Like the Britney Spears song "Oops, I Did It Again," the investment banks including J.P. Morgan Chase (JPM), underwriters and majority owners (hello Mr. Mark Zuckerberg) continue to allow these stocks to needlessly fall.
At the pace Facebook is falling it becomes self-fulfilling in an endless feedback loop -- the next day it will fall further. Anytime anything demonstrates a pattern of falling prices (it only takes three days to "make a pattern" in many investors' minds), the natural tendency is to wait for better prices. (See my Facebook article How to Catch a Falling Knife.)

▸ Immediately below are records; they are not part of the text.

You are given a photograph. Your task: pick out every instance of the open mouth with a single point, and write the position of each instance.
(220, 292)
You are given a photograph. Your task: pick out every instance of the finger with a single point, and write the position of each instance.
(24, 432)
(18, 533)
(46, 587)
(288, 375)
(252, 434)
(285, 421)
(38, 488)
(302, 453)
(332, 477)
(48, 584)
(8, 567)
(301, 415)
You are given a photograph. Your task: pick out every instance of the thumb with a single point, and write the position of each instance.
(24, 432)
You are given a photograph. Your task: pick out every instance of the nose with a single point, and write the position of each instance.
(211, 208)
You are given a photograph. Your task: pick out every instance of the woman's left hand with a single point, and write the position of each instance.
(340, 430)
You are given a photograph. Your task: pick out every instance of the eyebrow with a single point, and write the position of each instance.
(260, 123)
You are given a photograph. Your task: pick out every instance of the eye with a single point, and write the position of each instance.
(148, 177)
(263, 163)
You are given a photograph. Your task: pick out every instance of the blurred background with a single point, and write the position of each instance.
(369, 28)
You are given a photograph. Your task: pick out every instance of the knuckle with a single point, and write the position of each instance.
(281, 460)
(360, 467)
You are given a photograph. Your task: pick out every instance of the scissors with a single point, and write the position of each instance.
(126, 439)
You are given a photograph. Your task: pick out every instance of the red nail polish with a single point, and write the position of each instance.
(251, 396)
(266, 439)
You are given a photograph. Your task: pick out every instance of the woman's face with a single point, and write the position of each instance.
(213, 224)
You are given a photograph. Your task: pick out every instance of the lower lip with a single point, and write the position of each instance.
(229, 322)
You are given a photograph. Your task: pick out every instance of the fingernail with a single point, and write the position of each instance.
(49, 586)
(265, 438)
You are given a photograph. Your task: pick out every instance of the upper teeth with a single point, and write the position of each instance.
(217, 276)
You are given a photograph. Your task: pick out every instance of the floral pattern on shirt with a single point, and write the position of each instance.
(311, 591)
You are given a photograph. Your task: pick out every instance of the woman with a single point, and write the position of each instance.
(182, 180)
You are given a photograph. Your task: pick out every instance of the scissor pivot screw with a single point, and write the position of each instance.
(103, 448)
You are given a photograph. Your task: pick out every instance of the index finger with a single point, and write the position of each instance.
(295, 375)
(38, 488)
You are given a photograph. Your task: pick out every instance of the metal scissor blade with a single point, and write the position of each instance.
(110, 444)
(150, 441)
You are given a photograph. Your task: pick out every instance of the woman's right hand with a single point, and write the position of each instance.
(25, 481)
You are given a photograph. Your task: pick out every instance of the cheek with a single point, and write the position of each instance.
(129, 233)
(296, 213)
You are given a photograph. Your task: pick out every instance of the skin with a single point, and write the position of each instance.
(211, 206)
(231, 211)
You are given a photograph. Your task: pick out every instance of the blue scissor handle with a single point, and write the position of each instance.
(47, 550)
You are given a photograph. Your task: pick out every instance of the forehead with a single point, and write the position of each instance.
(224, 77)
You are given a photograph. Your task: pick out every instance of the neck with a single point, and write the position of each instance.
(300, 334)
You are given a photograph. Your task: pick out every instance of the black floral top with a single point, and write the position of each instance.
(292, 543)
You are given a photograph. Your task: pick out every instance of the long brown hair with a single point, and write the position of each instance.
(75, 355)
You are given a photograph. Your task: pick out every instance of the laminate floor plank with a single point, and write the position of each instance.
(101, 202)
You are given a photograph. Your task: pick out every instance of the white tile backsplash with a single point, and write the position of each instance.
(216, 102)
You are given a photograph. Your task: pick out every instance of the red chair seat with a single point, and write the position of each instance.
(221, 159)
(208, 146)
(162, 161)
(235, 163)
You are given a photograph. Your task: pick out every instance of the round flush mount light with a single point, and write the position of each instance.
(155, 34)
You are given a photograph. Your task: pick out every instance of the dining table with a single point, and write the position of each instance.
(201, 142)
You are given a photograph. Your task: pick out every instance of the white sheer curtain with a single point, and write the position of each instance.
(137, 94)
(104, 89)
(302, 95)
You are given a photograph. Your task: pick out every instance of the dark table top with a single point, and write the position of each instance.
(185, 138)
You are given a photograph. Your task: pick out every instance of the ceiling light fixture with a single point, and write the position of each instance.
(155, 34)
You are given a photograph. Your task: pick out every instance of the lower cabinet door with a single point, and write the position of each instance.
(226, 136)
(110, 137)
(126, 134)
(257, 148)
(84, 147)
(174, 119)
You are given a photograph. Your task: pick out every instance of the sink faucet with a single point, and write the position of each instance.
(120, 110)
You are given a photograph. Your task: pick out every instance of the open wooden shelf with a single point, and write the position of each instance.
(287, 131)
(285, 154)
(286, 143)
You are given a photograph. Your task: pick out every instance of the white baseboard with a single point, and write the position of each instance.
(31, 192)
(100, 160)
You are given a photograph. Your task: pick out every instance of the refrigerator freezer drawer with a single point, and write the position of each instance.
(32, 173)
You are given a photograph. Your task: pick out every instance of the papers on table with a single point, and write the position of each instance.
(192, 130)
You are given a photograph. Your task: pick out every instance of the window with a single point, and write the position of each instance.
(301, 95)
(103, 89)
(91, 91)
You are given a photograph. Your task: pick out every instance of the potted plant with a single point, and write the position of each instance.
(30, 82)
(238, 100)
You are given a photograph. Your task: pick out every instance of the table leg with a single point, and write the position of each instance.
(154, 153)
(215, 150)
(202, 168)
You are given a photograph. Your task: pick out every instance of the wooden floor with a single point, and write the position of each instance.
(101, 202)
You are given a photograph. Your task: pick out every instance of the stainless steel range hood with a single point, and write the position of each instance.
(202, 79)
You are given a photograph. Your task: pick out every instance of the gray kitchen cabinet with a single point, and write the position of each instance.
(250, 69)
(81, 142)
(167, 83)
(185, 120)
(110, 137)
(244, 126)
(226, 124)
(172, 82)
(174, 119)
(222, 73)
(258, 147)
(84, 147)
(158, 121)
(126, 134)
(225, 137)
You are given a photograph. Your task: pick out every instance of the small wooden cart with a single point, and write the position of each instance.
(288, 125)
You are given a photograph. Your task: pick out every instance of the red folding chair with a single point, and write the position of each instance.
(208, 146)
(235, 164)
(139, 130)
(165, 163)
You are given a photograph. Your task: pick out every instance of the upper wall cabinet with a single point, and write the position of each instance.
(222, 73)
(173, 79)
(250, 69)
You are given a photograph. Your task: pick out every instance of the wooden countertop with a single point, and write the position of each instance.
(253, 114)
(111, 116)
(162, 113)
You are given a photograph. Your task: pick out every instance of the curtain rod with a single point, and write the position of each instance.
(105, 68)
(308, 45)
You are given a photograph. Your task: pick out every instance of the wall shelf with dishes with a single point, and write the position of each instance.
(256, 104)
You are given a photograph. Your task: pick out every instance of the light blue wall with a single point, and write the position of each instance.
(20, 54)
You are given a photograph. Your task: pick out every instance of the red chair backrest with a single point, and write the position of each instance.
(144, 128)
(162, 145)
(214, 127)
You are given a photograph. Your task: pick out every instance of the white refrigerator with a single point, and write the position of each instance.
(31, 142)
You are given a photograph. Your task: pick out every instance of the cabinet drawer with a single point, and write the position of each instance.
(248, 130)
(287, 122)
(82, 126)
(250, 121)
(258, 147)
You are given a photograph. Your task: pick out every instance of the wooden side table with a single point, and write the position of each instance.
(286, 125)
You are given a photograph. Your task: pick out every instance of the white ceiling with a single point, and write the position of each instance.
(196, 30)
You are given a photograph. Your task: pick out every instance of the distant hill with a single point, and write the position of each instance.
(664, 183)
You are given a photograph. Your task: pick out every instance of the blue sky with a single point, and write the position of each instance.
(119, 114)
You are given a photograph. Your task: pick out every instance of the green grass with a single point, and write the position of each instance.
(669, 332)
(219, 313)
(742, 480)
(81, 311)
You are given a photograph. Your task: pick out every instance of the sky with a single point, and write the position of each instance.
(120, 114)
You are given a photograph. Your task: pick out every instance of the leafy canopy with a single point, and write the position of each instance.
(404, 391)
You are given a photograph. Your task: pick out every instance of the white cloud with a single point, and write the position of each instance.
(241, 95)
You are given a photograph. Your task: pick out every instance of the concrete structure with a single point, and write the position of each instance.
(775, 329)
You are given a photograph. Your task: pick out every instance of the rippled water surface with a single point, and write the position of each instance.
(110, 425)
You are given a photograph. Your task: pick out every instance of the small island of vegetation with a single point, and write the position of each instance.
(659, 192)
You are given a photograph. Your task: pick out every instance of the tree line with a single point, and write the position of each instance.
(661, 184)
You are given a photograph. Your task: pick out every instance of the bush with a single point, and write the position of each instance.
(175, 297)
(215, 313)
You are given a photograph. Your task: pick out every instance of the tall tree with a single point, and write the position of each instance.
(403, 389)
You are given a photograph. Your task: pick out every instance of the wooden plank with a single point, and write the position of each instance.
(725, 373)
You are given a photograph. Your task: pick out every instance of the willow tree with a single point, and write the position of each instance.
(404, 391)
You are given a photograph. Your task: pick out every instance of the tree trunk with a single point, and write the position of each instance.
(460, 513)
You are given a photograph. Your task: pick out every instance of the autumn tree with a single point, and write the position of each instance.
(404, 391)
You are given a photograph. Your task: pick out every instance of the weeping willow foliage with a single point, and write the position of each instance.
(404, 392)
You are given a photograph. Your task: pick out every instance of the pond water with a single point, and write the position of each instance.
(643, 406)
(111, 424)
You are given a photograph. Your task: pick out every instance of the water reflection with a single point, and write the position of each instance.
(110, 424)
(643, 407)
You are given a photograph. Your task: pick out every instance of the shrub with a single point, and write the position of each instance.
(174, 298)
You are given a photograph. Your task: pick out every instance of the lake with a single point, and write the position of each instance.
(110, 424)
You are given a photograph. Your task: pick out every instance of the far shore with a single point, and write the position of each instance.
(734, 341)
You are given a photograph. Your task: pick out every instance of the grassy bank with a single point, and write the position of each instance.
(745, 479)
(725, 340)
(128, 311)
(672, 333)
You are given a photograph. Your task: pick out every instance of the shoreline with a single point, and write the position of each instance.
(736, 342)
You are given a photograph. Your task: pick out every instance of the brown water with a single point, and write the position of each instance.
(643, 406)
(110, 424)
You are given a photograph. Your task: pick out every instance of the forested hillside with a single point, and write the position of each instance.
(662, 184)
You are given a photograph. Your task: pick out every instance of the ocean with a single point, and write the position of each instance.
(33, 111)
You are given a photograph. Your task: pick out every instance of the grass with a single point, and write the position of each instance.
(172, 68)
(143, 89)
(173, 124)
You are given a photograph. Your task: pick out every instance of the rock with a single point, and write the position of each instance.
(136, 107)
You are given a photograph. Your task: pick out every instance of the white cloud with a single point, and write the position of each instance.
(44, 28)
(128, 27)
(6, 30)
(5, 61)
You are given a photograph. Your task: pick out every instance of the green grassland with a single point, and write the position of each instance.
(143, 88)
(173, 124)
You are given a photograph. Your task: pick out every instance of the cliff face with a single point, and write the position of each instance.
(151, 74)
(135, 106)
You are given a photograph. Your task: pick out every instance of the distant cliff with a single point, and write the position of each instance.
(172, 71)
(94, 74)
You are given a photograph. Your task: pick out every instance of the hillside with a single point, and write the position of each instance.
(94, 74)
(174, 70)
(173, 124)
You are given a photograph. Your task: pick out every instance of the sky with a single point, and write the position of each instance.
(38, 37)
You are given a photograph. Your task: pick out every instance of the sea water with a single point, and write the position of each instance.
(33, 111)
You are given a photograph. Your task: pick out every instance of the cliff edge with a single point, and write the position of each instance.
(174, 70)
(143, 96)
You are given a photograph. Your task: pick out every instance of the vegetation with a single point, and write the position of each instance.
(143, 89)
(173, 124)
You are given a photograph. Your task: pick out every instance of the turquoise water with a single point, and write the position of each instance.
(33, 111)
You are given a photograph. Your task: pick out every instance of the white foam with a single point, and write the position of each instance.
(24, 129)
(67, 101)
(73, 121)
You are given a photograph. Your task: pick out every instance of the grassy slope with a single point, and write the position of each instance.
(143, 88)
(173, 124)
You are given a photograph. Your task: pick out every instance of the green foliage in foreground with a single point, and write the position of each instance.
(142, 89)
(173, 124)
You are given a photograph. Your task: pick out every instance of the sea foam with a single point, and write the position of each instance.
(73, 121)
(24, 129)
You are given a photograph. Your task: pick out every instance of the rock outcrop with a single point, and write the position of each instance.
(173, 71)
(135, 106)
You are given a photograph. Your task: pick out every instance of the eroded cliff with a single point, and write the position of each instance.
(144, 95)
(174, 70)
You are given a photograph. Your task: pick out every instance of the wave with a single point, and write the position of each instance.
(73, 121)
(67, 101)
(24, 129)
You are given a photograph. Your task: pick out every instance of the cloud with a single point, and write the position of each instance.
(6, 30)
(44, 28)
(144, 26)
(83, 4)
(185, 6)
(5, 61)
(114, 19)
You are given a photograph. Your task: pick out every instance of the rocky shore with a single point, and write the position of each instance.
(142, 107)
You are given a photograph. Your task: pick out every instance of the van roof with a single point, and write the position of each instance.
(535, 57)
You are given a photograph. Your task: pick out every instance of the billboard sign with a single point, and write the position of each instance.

If it was smart to sell the shares at $38, surely it must be smart to buy some back to support the market at $26 a share? Will some of the millionaires and billionaires of the Facebook initial public offering lend price support to the stock that made them rich?LinkedIn (LNKD) also had some trouble coming out of the gate. However, LinkedIn found its footing and moved on to trade above the original IPO price. Unlike LinkedIn, though, Facebook's ability to generate higher revenue and profits is in serious doubt. That's all the more reason for participants of the Facebook IPO to put back a few dollars and at least get the media attention off of Facebook. Some analysts have written that $25 is the golden price to enter a position with Facebook. I disagree. I believe the best way to look at Facebook is that the price has no floor in a market full of emotion. Trying to pick the very bottom is a fool's errand and full of peril. (See my article Facebook's Lessons in How Not to Play the Game.) A better approach for those wanting exposure is to sell cash covered put options instead of buying the stock outright. The fear premium is sky high for options, creating a sellers' market. By selling put options you mitigate your risks, lower the volatility and put the odds into your favor. Best of all, in this falling market; you don't have to pinpoint the bottom of the move.